Check the NYT article – Joshua Brown, Who Died in Self-Driving Accident, Tested Limits of His Tesla. The irony is that, as a lover of the product, he may well in his untimely demise have advanced driverless car technology to push to heights not seen. With every accident in aviation, there are normally improvements that we don’t see as ordinary people. Science advances in the face of disasters. Amazingly, as you see in the article, a video that prevented an accident that Mr. Brown posted, to which Tesla co-founder Elon Musk tweeted the link, led Mr. Brown to say to a neighbour: “For something to catch Elon Musk’s eye, I can die and go to heaven now.” Wow.
And his death would probably not be in vain, it will not stop the evolution of travel. If the trailer and the truck had seen the Tesla, and not turned, we would not be having this conversation about the safety of self driving cars. If the truck and trailer had been a self driving vehicle, it possibly would never have made the turn, seeing that the car was coming down the road (too fast or not). See the same publication – Inside the Self-Driving Tesla Fatal Accident.

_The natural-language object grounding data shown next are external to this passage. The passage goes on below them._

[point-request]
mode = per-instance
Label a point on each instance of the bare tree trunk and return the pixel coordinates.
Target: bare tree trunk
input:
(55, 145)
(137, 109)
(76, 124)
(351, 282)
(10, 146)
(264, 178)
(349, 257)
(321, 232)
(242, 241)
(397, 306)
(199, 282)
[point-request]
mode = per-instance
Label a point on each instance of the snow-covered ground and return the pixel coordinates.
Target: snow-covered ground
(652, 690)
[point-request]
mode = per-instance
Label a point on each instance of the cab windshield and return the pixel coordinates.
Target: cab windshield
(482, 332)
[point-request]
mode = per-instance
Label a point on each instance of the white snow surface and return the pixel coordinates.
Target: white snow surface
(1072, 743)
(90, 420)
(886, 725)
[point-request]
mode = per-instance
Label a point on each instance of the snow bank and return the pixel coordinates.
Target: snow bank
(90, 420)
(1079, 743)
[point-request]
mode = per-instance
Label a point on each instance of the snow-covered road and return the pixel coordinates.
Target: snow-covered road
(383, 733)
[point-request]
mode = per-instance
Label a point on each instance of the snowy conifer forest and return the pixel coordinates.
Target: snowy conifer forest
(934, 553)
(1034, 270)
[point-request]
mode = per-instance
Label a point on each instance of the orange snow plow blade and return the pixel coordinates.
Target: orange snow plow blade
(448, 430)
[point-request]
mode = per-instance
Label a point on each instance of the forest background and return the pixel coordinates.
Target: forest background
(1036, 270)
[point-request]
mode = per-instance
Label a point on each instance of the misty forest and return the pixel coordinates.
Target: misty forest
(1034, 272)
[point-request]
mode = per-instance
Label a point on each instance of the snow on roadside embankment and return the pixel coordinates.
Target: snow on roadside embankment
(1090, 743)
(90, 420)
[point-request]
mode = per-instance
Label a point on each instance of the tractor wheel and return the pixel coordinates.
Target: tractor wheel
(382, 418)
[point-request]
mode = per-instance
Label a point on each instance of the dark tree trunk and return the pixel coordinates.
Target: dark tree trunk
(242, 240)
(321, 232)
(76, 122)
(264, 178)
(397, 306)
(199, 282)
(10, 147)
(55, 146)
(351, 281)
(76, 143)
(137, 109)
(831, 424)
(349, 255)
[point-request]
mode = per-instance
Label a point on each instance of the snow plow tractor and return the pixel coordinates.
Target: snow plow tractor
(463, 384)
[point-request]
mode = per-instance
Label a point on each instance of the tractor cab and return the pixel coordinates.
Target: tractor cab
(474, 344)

And then the second bit of bad news is that the last quarterly production numbers were not good. A decent enough website on all things Tesla (and electrical), Electrek, has the story – Tesla Model S deliveries hit an almost two-year low globally, but Tesla is keeping its cards close to the chest. It is not as if the demand is not there, the price and economics are possibly a deterrent at current levels, those dynamics are set to change in the coming years. Again, as we have often pointed out, don’t bet against human innovation and in particular innovators like Elon Musk. He may be an egotistical obsessive stickler for detail, that may be terrible for his social life, it is excellent that humanity has people like this. He is trying to change the future. One Model S or X or 3 at a time.
Linkfest, lap it up
As we spoke about yesterday, the economy is shifting and as it shifts so do the demand and supply requirements of the labour market – College-Educated Workers Now Dominate the Labor Market
NASA’s Juno spacecraft entered Jupiter’s orbit yesterday to get the closest look at the planet to date – Juno
Sticking with Jupiter, have a look at how great the planet’s “Northern Lights” are – NASA unveils the bewildering beauty of Jupiter’s enormous polar light show
In investing and particularly trading the market can reward you for making mistakes and because money is normally the scorecard we get an overinflated view of ourself. Basically a short term successful track record can be due to just as much luck as skill – The Downside of Past Performance.

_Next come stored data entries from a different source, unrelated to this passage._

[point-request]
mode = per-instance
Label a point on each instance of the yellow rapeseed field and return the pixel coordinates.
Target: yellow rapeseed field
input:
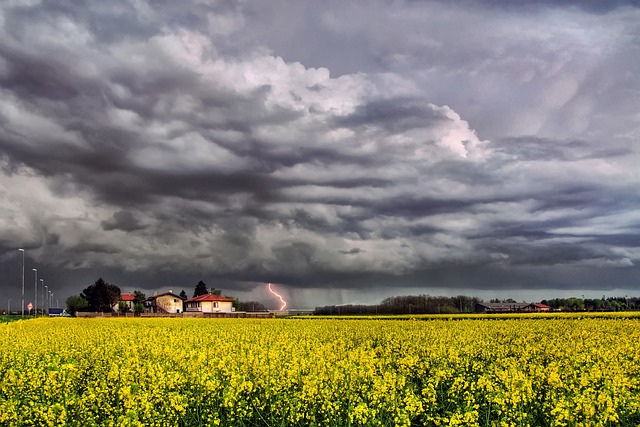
(331, 372)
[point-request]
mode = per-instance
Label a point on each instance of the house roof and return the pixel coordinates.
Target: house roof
(127, 297)
(495, 305)
(209, 297)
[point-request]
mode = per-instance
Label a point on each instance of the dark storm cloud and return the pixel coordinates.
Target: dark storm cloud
(484, 146)
(122, 220)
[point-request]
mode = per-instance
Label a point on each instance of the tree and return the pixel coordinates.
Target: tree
(138, 308)
(201, 289)
(76, 303)
(101, 296)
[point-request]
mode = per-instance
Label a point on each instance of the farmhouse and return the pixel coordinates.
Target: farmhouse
(127, 299)
(209, 303)
(167, 302)
(537, 307)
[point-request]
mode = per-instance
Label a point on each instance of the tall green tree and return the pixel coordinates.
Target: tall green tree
(138, 296)
(101, 296)
(201, 289)
(76, 303)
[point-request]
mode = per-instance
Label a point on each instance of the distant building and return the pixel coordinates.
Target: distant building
(537, 307)
(167, 302)
(501, 307)
(127, 299)
(209, 303)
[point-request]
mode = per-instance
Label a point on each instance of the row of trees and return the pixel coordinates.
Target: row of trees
(426, 304)
(102, 297)
(594, 304)
(410, 304)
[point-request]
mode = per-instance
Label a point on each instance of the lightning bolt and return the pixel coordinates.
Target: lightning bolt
(284, 303)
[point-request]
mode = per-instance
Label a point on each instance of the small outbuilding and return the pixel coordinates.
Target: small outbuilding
(166, 303)
(537, 307)
(209, 303)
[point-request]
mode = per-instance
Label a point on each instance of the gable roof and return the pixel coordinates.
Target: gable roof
(539, 305)
(496, 305)
(127, 297)
(209, 297)
(151, 298)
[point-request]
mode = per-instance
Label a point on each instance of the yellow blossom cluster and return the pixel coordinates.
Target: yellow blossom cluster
(532, 371)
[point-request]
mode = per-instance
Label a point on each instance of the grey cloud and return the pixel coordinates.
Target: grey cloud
(122, 220)
(395, 115)
(225, 163)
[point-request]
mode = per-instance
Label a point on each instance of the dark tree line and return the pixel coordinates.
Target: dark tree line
(594, 304)
(411, 304)
(426, 304)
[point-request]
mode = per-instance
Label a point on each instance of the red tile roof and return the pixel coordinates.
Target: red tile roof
(540, 305)
(210, 297)
(152, 297)
(127, 297)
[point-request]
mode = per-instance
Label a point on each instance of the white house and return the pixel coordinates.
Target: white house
(209, 303)
(167, 302)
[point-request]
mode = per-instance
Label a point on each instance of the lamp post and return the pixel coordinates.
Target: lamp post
(42, 286)
(35, 270)
(22, 303)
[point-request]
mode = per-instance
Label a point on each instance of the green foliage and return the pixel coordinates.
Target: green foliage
(101, 296)
(76, 303)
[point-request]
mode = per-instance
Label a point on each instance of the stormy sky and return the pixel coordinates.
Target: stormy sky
(344, 151)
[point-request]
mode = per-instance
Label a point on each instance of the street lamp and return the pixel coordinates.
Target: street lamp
(35, 270)
(22, 304)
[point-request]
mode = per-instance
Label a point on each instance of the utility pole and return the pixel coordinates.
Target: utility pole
(22, 302)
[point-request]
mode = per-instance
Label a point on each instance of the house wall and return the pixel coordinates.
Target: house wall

Home again, home again, jiggety-jog. Markets are selling off across the globe after the recent decent trot that we have experienced. There will be those people that will constantly be looking for reasons as to why this is happening, be mindful that many different people transacting in markets at all times means that the prices cannot stay the same. Ever. So get used to the fact that stocks can go up and down on news that may not be related to the company (and often is not) at all. The economy does not equal the market and the market does not equal the economy, you know that part too, right?
Sent to you by Sasha, Byron and Michael on behalf of team Vestact.